Del manager a disposizione del clan ha parlato l’ultimo pentito della mafia trapanese, Lorenzo Cimarosa, il cugino acquisito del superlatitante: “Firenze è il compare di Anna Patrizia Messina Denaro, la sorella di Matteo, a lei consegna i soldi”, ha spiegato.

L’ordinanza del giudice delle indagini preliminari Nicola Aiello riguarda anche il fidato geometra tuttofare di Firenze, Salvatore Sciacca, è finito ai domiciliari: è accusato di turbativa d’asta, avrebbe intrattenuto i contatti con i funzionari infedeli del Comune di Castelvetrano. I carabinieri del nucleo Investigativo e del Ros hanno notificato anche quattro divieti di esercitare l’attività di impresa ad altrettanti titolari di ditte edili di Castelvetrano, quattro avvisi di garanzia sono stati consegnati a due funzionari del Comune e a due fratelli di Saro Firenze.

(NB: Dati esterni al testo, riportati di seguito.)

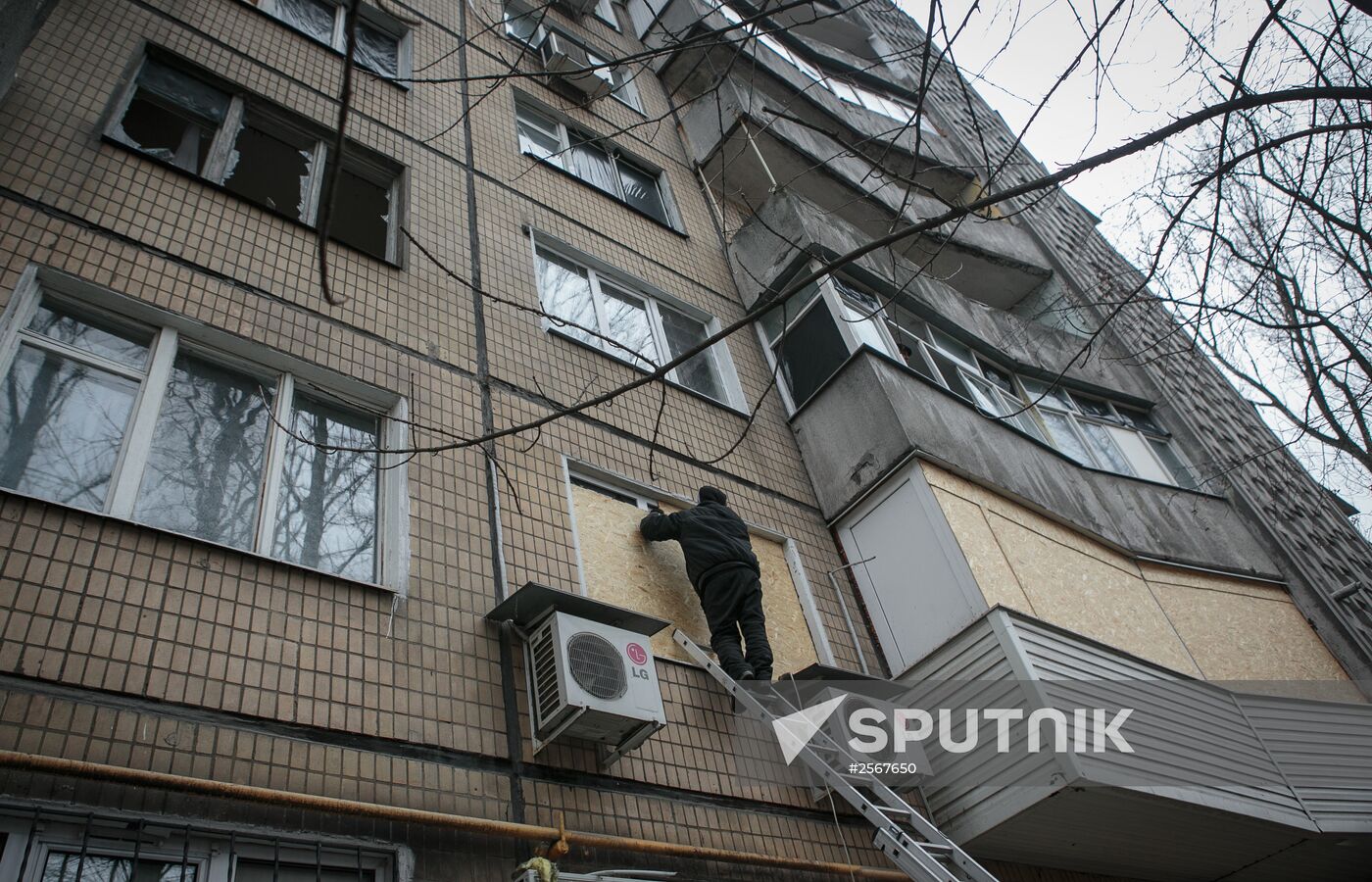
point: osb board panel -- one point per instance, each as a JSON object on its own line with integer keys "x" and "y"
{"x": 990, "y": 566}
{"x": 1087, "y": 596}
{"x": 1239, "y": 637}
{"x": 1218, "y": 627}
{"x": 621, "y": 568}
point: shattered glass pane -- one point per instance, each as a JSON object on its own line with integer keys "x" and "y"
{"x": 377, "y": 51}
{"x": 565, "y": 292}
{"x": 270, "y": 171}
{"x": 61, "y": 427}
{"x": 361, "y": 215}
{"x": 593, "y": 165}
{"x": 184, "y": 91}
{"x": 809, "y": 353}
{"x": 313, "y": 18}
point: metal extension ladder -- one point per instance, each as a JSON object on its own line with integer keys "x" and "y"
{"x": 911, "y": 841}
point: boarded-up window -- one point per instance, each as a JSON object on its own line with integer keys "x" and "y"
{"x": 620, "y": 566}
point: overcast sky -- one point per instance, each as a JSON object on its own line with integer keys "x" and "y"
{"x": 1014, "y": 52}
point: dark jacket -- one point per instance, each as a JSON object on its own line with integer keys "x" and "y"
{"x": 710, "y": 535}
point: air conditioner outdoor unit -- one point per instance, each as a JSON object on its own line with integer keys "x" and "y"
{"x": 569, "y": 62}
{"x": 590, "y": 680}
{"x": 589, "y": 668}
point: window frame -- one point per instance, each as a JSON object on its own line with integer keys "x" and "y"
{"x": 616, "y": 486}
{"x": 524, "y": 109}
{"x": 930, "y": 347}
{"x": 172, "y": 335}
{"x": 841, "y": 312}
{"x": 623, "y": 86}
{"x": 359, "y": 161}
{"x": 654, "y": 301}
{"x": 606, "y": 13}
{"x": 374, "y": 18}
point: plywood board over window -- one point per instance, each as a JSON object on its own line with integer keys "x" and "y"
{"x": 620, "y": 566}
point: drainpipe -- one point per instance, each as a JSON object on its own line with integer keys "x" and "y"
{"x": 843, "y": 605}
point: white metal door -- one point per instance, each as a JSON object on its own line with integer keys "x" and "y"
{"x": 918, "y": 589}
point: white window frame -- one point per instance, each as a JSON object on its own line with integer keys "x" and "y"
{"x": 654, "y": 301}
{"x": 374, "y": 18}
{"x": 206, "y": 848}
{"x": 644, "y": 495}
{"x": 841, "y": 312}
{"x": 219, "y": 162}
{"x": 525, "y": 110}
{"x": 624, "y": 89}
{"x": 169, "y": 335}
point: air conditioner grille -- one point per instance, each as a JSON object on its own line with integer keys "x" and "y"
{"x": 596, "y": 665}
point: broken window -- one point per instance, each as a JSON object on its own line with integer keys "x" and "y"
{"x": 633, "y": 326}
{"x": 587, "y": 158}
{"x": 381, "y": 44}
{"x": 312, "y": 18}
{"x": 271, "y": 168}
{"x": 260, "y": 153}
{"x": 141, "y": 422}
{"x": 172, "y": 117}
{"x": 363, "y": 213}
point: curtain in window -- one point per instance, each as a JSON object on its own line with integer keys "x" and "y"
{"x": 61, "y": 427}
{"x": 699, "y": 372}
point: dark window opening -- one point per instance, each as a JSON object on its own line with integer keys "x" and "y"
{"x": 361, "y": 215}
{"x": 270, "y": 171}
{"x": 172, "y": 117}
{"x": 809, "y": 353}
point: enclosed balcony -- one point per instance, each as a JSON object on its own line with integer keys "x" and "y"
{"x": 751, "y": 161}
{"x": 1220, "y": 785}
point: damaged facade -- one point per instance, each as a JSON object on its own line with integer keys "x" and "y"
{"x": 290, "y": 630}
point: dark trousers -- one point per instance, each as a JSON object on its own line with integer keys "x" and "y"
{"x": 733, "y": 604}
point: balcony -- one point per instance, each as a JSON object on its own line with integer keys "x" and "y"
{"x": 751, "y": 161}
{"x": 1220, "y": 785}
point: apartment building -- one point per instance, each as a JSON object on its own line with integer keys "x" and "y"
{"x": 249, "y": 572}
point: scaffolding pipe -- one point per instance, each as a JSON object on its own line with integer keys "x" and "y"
{"x": 466, "y": 823}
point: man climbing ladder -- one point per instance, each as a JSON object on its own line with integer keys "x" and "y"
{"x": 724, "y": 573}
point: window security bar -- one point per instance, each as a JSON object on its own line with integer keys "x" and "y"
{"x": 43, "y": 844}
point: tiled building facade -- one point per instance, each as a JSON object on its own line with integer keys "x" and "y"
{"x": 165, "y": 646}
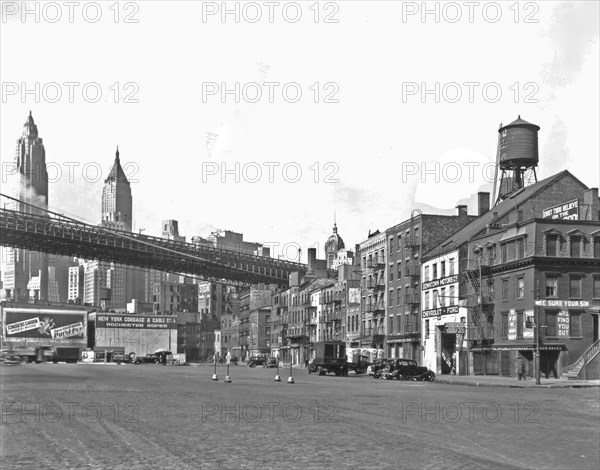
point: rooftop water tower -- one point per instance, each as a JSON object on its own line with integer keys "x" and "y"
{"x": 517, "y": 157}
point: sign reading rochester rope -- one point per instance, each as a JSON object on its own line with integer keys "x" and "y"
{"x": 155, "y": 322}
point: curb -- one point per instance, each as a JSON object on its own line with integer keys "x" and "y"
{"x": 488, "y": 384}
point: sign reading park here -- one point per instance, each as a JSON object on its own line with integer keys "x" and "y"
{"x": 562, "y": 303}
{"x": 567, "y": 211}
{"x": 136, "y": 321}
{"x": 67, "y": 331}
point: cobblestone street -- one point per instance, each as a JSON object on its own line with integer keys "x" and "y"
{"x": 100, "y": 416}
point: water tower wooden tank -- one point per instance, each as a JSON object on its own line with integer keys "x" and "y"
{"x": 517, "y": 156}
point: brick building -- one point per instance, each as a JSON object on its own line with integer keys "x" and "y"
{"x": 503, "y": 268}
{"x": 406, "y": 242}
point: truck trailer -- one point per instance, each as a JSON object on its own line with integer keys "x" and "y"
{"x": 55, "y": 333}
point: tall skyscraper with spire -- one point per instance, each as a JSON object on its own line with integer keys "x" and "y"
{"x": 116, "y": 199}
{"x": 116, "y": 213}
{"x": 333, "y": 244}
{"x": 29, "y": 184}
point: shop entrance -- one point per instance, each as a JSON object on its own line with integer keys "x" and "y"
{"x": 448, "y": 349}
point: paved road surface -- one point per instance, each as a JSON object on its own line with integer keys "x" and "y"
{"x": 148, "y": 416}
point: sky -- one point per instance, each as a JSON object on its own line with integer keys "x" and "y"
{"x": 269, "y": 120}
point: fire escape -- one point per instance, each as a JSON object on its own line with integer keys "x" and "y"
{"x": 481, "y": 302}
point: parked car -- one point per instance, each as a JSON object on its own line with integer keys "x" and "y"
{"x": 148, "y": 359}
{"x": 9, "y": 357}
{"x": 405, "y": 369}
{"x": 376, "y": 366}
{"x": 270, "y": 362}
{"x": 257, "y": 361}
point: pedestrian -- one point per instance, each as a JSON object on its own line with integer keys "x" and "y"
{"x": 520, "y": 367}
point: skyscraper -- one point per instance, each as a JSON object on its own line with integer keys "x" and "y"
{"x": 116, "y": 198}
{"x": 116, "y": 213}
{"x": 30, "y": 185}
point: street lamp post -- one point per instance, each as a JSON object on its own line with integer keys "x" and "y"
{"x": 290, "y": 378}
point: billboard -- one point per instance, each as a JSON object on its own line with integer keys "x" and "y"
{"x": 44, "y": 325}
{"x": 155, "y": 322}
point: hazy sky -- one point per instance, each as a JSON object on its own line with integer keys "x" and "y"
{"x": 361, "y": 149}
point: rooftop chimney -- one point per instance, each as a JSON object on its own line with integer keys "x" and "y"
{"x": 483, "y": 203}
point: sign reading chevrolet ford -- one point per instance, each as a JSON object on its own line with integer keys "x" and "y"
{"x": 567, "y": 211}
{"x": 440, "y": 282}
{"x": 436, "y": 312}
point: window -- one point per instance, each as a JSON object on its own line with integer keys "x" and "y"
{"x": 551, "y": 325}
{"x": 575, "y": 324}
{"x": 504, "y": 325}
{"x": 520, "y": 287}
{"x": 575, "y": 247}
{"x": 552, "y": 245}
{"x": 520, "y": 324}
{"x": 551, "y": 286}
{"x": 575, "y": 288}
{"x": 504, "y": 289}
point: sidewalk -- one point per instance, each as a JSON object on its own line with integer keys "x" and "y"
{"x": 512, "y": 382}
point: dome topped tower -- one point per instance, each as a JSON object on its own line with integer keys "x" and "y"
{"x": 333, "y": 244}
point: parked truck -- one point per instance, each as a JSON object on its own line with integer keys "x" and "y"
{"x": 53, "y": 333}
{"x": 331, "y": 357}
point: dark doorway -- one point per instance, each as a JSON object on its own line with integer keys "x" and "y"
{"x": 448, "y": 345}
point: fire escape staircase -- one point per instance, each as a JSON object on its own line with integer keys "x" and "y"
{"x": 474, "y": 278}
{"x": 573, "y": 371}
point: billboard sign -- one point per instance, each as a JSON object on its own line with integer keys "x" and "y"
{"x": 567, "y": 211}
{"x": 21, "y": 326}
{"x": 44, "y": 325}
{"x": 436, "y": 312}
{"x": 67, "y": 331}
{"x": 155, "y": 322}
{"x": 440, "y": 282}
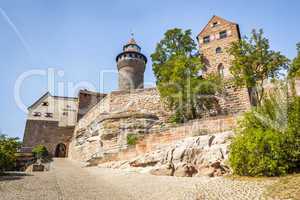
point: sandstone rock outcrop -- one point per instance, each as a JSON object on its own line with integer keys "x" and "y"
{"x": 195, "y": 156}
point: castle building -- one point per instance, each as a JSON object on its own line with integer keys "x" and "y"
{"x": 50, "y": 122}
{"x": 131, "y": 65}
{"x": 82, "y": 127}
{"x": 214, "y": 41}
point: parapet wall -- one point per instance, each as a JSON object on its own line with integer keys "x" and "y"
{"x": 104, "y": 129}
{"x": 156, "y": 140}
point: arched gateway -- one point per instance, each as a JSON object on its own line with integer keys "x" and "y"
{"x": 60, "y": 150}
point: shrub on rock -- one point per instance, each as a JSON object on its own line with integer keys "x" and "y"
{"x": 40, "y": 152}
{"x": 268, "y": 139}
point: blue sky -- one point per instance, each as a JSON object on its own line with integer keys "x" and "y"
{"x": 82, "y": 38}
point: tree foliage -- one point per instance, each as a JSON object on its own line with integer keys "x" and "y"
{"x": 295, "y": 66}
{"x": 8, "y": 149}
{"x": 176, "y": 67}
{"x": 254, "y": 63}
{"x": 40, "y": 151}
{"x": 268, "y": 138}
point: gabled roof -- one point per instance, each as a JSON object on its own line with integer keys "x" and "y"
{"x": 215, "y": 17}
{"x": 44, "y": 96}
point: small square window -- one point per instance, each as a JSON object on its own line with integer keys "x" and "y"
{"x": 37, "y": 114}
{"x": 219, "y": 50}
{"x": 215, "y": 24}
{"x": 206, "y": 39}
{"x": 48, "y": 114}
{"x": 223, "y": 34}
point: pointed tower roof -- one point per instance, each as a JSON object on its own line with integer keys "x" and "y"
{"x": 215, "y": 18}
{"x": 131, "y": 41}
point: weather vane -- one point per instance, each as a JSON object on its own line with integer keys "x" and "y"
{"x": 132, "y": 33}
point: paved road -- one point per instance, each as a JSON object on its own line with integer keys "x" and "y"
{"x": 68, "y": 181}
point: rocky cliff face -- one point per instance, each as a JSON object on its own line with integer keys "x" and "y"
{"x": 195, "y": 156}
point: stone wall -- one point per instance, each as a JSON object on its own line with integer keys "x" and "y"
{"x": 156, "y": 140}
{"x": 86, "y": 147}
{"x": 112, "y": 118}
{"x": 47, "y": 133}
{"x": 87, "y": 100}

Per il Comune di Castelvetrano, da marzo sciolto per infiltrazioni mafiose, un’altra brutta pagina. Le intercettazioni hanno svelato gli appalti finiti nel mirino del clan, quasi tutti fatti male. E, adesso, dopo gli arresti, partiranno anche i controlli sulle opere realizzate. Fra i lavori al centro dell’inchiesta quelli per la realizzazione della condotta fognaria, per la manutenzione ordinaria di strade e fognature, per la demolizione dei fabbricati fatiscenti all’interno dell’ex area dell’autoparco comunale. Un altro tassello nelle complicate indagini per cercare di risalire al fiume di soldi che arriva al latitante.

Nei mesi scorsi, una pista aveva portato i magistrati in Svizzera, sulle tracce di un altro imprenditore parecchio intraprendente, Mimmo Scimonelli, pure lui sospettato di essere diventato un bancomat di Matteo Messina Denaro. Ma è rimasta una pista d’indagine. Una cosa sembra certa, l’erede di Totò Riina non si fida di nessuno, e nessuno probabilmente conosce l’ultimo tratto di strada che porta al suo rifugio.